Evangelicalism in Britain 1935–1995 A Personal Sketch

Written by Oliver Barclay Reviewed By T.A. Noble

Dr Oliver Barclay, Cambridge zoologist, General Secretary of IVF-UCCF from 1964 to 1980, and now, Evangelical elder statesman, has left us in his debt with this ‘personal sketch’ of Evangelicalism in Britain over the last sixty years. It is important to realize that the book does not claim to be a formal history like Whatever Happened to the Jesus Lane Lot?, his history of CICCU. It is therefore not a criticism of this book to say that it is impressionistic and does not give the kind of comprehensive and analytical treatment which a formal history would require.

The initial chapter asks, ‘Who is an Evangelical?’ To David Bebbington’s four characteristics (conversionism, activism, biblicism and crucicentrism) Oliver Barclay wisely adds Christ-centredness, quoting John Wesley: ‘I offered them Christ.’ He briefly distinguishes conservative or classical Evangelicalism (CE), embodied in IVF-UCCF, from liberal Evangelicalism (LE), embodied in SCM. The focus thereafter is on CE tradition which is traced through six stages in the six succeeding chapters: Pre-war Doldrums, the Crucible of War, New beginnings, (1945–55), Consolidation (1955–70), More Adventure, Less Unity (1970–80), and Adjusting to a Changing Society (1980–95).

Dr Barclay identifies the weaknesses of pre-war Evangelicalism: defensiveness, legalism, anti-intellectualism. He traces the crucial influence of Martyn Lloyd-Jones and (behind the scenes) the first General Secretary of IVF, Douglas Johnson, in beginning to change this ghetto mentality. The new beginnings in the decade after the war are marked by the emergence of new voices (John Stott, William Still, Herbert Carson, Leith Samuel, Norman Anderson, Donald Mackay), the Billy Graham campaigns, and theological gains led by R.V.G. Tasker, F.F. Bruce, J.I. Packer, Donald Wiseman.

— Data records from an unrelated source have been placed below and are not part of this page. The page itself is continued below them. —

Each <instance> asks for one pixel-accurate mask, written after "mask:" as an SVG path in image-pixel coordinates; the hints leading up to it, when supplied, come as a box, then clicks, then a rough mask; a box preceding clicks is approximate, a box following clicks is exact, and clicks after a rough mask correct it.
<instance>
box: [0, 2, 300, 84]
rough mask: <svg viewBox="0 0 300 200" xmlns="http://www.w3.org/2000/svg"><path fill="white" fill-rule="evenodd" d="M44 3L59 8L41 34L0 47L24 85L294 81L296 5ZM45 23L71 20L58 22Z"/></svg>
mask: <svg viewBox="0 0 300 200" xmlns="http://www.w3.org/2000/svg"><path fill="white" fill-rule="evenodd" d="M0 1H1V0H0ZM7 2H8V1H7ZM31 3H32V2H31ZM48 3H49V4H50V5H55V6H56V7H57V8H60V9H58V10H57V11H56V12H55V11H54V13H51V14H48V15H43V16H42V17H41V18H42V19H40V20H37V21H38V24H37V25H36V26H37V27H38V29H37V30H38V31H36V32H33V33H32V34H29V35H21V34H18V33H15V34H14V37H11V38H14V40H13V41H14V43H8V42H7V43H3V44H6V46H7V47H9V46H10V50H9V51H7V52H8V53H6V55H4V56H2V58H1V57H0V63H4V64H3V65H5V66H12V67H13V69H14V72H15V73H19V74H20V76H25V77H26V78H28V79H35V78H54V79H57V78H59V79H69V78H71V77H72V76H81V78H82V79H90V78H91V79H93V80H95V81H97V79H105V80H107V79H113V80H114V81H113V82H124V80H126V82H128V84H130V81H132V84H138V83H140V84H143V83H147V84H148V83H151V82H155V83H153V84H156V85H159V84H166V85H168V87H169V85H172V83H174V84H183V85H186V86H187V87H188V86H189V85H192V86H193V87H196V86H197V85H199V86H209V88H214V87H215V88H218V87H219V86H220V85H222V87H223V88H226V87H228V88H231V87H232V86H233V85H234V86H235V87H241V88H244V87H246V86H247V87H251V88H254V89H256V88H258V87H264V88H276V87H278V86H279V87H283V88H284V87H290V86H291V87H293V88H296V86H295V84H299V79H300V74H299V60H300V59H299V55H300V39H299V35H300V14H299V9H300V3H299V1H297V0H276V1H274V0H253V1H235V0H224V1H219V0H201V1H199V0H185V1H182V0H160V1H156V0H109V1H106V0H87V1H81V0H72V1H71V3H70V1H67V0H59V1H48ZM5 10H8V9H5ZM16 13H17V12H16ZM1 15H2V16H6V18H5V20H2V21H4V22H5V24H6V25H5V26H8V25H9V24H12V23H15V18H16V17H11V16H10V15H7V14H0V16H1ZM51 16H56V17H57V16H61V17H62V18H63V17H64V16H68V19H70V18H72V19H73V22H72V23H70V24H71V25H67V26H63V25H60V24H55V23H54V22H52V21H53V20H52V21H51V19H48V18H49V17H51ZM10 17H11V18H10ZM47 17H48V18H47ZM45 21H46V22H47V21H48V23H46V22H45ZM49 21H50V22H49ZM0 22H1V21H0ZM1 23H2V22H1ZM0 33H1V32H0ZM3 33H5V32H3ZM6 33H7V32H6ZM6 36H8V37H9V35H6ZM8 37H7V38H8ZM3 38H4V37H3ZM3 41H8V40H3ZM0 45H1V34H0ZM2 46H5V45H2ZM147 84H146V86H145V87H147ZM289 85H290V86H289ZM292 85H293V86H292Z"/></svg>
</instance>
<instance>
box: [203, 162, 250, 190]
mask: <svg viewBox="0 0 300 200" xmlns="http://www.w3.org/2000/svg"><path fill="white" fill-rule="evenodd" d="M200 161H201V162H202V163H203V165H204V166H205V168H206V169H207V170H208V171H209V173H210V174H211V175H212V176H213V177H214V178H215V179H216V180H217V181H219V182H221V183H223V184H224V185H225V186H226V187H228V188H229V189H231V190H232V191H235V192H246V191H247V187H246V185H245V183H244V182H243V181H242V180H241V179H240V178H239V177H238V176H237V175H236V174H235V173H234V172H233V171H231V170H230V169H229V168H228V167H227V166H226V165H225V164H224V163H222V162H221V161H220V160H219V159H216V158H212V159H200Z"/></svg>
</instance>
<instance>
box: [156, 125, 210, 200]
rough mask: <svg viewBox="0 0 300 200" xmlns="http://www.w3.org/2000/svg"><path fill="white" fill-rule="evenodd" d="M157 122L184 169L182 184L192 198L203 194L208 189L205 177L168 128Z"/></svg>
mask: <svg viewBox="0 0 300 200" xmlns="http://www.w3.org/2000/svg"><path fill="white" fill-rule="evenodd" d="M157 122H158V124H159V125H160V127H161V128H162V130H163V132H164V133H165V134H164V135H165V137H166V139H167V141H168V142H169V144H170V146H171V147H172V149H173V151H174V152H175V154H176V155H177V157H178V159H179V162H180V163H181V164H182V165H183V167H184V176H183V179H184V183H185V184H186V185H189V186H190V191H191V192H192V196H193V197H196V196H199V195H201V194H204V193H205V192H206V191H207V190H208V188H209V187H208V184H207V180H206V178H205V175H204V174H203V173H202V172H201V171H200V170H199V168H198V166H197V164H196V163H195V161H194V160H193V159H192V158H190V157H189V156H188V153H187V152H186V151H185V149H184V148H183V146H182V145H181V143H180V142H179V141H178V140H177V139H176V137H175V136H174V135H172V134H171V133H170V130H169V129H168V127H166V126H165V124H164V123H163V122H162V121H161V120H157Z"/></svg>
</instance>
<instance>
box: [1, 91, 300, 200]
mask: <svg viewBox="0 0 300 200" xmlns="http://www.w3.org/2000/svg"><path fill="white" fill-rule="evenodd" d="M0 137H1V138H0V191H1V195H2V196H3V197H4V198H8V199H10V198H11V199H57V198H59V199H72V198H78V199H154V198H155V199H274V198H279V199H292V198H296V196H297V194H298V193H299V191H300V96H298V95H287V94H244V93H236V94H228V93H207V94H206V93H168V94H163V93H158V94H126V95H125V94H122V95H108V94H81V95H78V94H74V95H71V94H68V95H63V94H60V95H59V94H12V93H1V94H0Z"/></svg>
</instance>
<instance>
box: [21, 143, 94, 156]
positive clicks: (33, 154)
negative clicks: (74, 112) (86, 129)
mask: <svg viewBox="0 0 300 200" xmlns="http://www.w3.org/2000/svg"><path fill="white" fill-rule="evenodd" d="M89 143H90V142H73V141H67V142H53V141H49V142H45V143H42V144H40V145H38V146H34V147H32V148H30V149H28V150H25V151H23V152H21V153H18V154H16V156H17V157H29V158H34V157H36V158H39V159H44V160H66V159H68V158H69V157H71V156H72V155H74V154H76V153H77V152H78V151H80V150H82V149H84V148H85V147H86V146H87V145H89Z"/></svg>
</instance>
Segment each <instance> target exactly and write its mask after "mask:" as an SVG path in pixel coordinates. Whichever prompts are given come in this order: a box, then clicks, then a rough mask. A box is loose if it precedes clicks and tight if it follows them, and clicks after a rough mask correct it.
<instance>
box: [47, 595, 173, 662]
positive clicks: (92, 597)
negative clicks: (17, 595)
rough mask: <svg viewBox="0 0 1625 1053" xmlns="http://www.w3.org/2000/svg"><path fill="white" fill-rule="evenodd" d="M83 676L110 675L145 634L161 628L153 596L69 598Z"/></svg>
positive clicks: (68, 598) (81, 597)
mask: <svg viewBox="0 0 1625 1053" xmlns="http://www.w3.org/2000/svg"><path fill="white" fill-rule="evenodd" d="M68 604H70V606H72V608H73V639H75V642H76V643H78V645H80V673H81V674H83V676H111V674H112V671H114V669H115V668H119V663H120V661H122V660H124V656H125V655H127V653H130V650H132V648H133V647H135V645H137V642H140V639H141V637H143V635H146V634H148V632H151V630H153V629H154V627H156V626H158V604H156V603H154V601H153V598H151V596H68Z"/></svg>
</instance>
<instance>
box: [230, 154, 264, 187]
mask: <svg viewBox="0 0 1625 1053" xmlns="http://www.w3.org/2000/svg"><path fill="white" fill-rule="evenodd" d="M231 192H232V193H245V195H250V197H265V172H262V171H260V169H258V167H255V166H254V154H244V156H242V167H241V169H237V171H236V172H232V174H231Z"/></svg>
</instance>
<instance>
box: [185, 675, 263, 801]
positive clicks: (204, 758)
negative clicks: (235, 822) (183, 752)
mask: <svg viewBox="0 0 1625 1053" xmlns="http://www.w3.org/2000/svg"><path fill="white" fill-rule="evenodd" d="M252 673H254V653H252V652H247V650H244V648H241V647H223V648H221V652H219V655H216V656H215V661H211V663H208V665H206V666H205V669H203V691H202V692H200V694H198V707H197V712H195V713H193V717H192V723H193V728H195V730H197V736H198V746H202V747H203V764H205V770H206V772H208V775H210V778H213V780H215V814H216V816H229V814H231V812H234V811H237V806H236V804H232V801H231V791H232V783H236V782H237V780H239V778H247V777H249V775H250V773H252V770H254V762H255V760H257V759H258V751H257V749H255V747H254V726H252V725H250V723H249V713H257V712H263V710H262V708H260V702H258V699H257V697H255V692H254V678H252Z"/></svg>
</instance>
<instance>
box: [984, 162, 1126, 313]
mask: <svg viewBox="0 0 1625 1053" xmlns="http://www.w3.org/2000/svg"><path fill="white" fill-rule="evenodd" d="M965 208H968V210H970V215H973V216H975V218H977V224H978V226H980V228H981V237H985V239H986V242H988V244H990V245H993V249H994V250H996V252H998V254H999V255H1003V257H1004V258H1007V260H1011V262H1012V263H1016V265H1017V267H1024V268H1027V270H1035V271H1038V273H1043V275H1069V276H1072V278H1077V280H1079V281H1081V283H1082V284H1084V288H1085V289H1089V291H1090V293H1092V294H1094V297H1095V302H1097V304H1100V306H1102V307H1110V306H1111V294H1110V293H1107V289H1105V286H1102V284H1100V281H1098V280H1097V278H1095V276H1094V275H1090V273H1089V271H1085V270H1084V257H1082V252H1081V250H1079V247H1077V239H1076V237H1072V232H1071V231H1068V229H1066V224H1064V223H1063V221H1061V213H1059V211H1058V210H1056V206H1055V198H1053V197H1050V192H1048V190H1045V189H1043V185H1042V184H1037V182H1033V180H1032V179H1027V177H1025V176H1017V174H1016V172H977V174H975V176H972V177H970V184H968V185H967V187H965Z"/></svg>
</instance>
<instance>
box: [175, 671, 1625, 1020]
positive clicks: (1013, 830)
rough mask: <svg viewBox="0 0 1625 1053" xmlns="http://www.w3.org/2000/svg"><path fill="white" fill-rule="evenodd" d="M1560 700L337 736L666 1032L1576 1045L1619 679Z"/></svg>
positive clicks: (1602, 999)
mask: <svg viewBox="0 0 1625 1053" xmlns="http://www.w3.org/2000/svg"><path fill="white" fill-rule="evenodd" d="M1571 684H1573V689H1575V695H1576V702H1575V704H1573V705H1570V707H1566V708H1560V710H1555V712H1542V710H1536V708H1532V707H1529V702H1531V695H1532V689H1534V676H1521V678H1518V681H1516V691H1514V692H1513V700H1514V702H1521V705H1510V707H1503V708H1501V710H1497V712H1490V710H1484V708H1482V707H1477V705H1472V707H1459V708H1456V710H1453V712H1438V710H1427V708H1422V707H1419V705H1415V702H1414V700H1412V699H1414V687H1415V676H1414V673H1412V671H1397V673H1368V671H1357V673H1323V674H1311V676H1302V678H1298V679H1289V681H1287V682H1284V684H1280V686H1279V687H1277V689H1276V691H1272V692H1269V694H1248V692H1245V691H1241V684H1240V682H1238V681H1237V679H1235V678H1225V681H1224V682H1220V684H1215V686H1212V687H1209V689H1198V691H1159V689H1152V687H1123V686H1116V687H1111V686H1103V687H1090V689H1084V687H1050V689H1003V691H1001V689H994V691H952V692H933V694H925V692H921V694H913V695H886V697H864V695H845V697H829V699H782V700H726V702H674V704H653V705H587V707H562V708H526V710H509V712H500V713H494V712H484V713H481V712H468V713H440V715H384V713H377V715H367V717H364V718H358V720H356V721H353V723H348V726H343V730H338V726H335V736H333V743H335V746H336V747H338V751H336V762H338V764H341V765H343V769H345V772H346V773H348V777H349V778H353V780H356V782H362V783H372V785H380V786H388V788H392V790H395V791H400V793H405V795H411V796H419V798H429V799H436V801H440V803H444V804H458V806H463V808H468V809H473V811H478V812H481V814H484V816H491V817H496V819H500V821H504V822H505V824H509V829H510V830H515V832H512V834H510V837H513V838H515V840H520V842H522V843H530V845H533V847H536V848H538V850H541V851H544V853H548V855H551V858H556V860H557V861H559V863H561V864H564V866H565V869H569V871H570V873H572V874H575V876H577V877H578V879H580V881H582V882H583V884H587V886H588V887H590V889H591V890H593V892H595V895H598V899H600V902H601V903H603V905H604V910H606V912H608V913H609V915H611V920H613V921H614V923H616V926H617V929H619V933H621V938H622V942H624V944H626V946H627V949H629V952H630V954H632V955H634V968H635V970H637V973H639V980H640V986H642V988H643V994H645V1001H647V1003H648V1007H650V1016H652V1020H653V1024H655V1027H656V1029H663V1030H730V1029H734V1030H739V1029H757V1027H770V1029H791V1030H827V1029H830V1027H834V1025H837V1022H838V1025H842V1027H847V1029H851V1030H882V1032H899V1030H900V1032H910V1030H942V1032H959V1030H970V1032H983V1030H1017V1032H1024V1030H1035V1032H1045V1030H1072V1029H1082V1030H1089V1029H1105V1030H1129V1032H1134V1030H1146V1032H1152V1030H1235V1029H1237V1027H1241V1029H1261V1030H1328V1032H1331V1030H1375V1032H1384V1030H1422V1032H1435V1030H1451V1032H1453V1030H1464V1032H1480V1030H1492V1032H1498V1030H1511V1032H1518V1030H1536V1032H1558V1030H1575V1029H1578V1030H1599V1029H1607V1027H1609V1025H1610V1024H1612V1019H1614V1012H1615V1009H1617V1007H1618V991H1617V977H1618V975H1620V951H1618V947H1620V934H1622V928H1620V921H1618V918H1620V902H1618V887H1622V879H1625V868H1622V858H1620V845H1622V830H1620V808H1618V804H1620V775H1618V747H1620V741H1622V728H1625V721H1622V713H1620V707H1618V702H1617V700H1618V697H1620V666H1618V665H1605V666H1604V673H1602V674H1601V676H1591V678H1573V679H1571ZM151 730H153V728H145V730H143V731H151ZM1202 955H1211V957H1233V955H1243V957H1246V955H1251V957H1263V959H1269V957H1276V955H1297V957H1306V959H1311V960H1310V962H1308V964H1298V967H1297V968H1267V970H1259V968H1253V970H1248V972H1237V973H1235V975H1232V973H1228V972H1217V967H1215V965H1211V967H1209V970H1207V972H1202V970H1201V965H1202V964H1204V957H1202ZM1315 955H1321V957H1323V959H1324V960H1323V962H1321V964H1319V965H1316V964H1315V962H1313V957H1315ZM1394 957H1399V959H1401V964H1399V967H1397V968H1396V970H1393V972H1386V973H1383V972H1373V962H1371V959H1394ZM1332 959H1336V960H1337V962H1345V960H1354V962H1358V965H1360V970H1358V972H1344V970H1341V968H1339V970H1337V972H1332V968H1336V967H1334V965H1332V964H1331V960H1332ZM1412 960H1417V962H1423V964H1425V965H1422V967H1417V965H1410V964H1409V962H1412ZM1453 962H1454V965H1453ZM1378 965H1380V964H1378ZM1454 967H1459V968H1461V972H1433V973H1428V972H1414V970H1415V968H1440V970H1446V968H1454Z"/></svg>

The fifteen years from 1955–70 (confusingly headed 1995–1997 at the top of each page!) saw opposition ably answered by J.I. Packer, and the beginning of division between the free church Evangelicals led by Lloyd-Jones and Anglican Evangelicals with a new loyalty to the Church of England from the Keele Congress of 1967. A strong Reformed school, a new social concern, and the first appearance of a charismatic wing also marked this period. The latter two were to grow in influence in the decade of the 1970s, which also saw the emergence of hermeneutics as an issue in the theological scene. In the final fifteen year period, 1980–95, Dr Barclay identifies five major changes: an increasing number of Evangelicals, an alarming deficit of biblical knowledge among younger CEs, a growth in Pentecostal and charismatic churches, a lack of long-term commitment in the 1990s generation, and the infiltration of church life by postmodernism.

The value of this book is that it is a personal sketch by someone who was not only at the heart of the Evangelical movement of this period, but also whose sympathies are with Conservative Evangelicalism as a whole and not exclusively with any of its component traditions. From his viewpoint in IVF-UCCF, he was at the heart of the Evangelical renaissance, and yet that does not mean he saw everything! Despite the attempt to review the whole church scene and the inclusion of regular sections on Scotland, Wales and Ireland, the view point is from the universities and from the south of England. That leads to some omissions—the work of the Salvation Army, the significant evangelistic influence of J.W. Meiklejohn and the SU camps in Scotland, the preaching of Campbell Morgan and W.E. Sangster, and the influence of Spring Harvest to name a few. The work of the city missions and working class Evangelicalism in general are only mentioned. The evaluation of Evangelical theological education in the final fifteen year period is also rather generalised and impressionistic. Certainly, if the Evangelical colleges have simply adopted the rationalistic reductionism of much university teaching of theology, and have allowed theology to become divorced from ministry and spiritual life (‘Lectures are very rarely heart-warming’), that would be very worrying.

But we must not demand that a ‘personal sketch’ be an academic and analytical history. Dr Barclay has provided us with a valuable account which future historians of Evangelicalism will treasure and which every theological student should read.